Instant flavor boosting garlic ginger paste with coriander and green chilies. Great for adding flavor to any savory dish you make. Keeps well refrigerated.
Flavoring and spicing food is something I eagerly look forward to because as someone who grew up with two options of Harambe Kanzali (curry powder) and Royco to add to most of the food, tasting and savoring foods with acquired tastes and flavors is intriguing. Yes there are staple condiments such as tomatoes and onions and the occasional garlic, that will feature in almost any dish but we Ugandans are known to spice our foods sparingly. Ginger, to me, was something I associated with sweet foods such as tea, candied ginger, and ginger cookies. It isn’t until recently (not more than 10 years honestly), that I started to fully embrace it in savory foods. In fact I have also started adding black pepper to my milk tea as it adds a spicy peppery punch. But that is a story for another day.
After realizing that ginger ground with garlic and added as a base to stews created an amazing fragrant flavor, I got to work.
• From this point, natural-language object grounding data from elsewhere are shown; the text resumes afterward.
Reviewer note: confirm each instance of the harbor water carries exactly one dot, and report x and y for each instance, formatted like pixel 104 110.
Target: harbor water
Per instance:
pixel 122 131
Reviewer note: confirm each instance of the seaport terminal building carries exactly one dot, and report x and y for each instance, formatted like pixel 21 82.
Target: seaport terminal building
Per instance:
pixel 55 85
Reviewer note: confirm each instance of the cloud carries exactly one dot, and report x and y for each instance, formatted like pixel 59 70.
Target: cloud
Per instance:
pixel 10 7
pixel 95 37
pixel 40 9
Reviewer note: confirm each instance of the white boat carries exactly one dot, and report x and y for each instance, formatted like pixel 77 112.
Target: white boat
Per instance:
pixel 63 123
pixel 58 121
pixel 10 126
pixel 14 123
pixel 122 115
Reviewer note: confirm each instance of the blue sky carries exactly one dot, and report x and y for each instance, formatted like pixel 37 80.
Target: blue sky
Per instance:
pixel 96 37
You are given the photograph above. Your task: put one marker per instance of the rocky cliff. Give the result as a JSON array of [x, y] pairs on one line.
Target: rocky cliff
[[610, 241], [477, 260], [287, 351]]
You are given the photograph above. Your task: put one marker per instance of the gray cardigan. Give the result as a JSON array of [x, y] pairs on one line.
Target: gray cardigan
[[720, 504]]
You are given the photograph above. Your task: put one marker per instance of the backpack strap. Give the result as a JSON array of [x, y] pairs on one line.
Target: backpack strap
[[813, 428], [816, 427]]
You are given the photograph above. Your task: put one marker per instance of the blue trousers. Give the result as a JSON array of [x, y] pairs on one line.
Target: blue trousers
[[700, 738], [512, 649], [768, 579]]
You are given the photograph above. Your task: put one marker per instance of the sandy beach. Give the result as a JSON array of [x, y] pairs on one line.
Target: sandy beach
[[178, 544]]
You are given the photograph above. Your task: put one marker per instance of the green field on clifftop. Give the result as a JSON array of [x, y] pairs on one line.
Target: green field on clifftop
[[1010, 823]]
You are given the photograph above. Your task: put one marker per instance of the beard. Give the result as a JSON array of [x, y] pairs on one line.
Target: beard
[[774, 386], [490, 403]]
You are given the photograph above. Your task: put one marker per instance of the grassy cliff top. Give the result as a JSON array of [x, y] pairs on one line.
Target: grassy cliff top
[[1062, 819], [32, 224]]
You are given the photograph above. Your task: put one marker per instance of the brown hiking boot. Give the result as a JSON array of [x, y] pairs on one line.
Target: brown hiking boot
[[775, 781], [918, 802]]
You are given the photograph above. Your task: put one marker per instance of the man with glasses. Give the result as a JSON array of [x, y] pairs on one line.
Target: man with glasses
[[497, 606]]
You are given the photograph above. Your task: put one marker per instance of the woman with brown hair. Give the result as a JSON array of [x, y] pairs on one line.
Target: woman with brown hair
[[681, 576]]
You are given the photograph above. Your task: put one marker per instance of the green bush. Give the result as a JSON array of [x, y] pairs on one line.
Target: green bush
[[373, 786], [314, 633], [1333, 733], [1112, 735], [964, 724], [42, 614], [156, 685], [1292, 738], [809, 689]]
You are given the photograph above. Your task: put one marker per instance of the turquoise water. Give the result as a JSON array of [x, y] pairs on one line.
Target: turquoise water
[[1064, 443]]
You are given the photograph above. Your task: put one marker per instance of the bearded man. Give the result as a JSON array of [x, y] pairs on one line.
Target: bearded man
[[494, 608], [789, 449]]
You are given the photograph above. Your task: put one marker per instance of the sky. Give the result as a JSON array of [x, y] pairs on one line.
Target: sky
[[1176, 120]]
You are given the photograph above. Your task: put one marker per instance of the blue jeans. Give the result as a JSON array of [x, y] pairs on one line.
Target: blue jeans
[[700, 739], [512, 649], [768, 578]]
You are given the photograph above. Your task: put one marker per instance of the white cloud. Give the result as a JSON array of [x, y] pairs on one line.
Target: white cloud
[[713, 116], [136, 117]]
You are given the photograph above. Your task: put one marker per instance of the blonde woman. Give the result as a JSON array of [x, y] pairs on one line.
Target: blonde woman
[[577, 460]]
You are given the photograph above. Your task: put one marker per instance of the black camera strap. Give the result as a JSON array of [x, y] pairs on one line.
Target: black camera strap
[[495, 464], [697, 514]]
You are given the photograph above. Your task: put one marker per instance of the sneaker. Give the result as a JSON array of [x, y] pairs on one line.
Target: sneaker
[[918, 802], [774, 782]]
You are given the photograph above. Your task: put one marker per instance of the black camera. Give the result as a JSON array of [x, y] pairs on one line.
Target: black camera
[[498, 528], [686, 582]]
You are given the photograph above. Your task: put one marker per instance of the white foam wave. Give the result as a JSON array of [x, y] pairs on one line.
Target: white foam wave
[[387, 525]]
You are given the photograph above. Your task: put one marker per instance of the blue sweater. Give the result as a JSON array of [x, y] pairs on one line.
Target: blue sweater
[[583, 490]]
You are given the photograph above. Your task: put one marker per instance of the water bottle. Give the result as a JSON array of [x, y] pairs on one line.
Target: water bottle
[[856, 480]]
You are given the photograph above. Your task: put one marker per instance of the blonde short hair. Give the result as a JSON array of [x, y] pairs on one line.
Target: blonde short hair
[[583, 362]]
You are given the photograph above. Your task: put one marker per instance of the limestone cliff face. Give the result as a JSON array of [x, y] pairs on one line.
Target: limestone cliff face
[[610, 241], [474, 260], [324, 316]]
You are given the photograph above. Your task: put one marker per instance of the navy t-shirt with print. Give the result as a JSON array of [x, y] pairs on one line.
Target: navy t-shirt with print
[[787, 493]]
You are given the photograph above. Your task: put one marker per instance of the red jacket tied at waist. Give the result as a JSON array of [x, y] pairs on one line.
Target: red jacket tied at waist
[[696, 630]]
Adding my own twist to it, I added coriander and green chilies hence the green color. And because I like efficiency so much, I made it in bulk and to be honest, it reduces prep time. So if you would love to try your hand at making bulk ginger garlic paste, here is the recipe:
What you will need:
1 C. Garlic
1 C. Ginger
1 C. Cooking oil
1/4 C. Green chilies (optional)
Handful of fresh coriander leaves
- Blend everything till pureed.
- Transfer the paste into a clean sealable container. Refrigerate for up to 2 months (the oil helps preserve the paste).
- Use a teaspoon every time you cook for an instant flavor boost.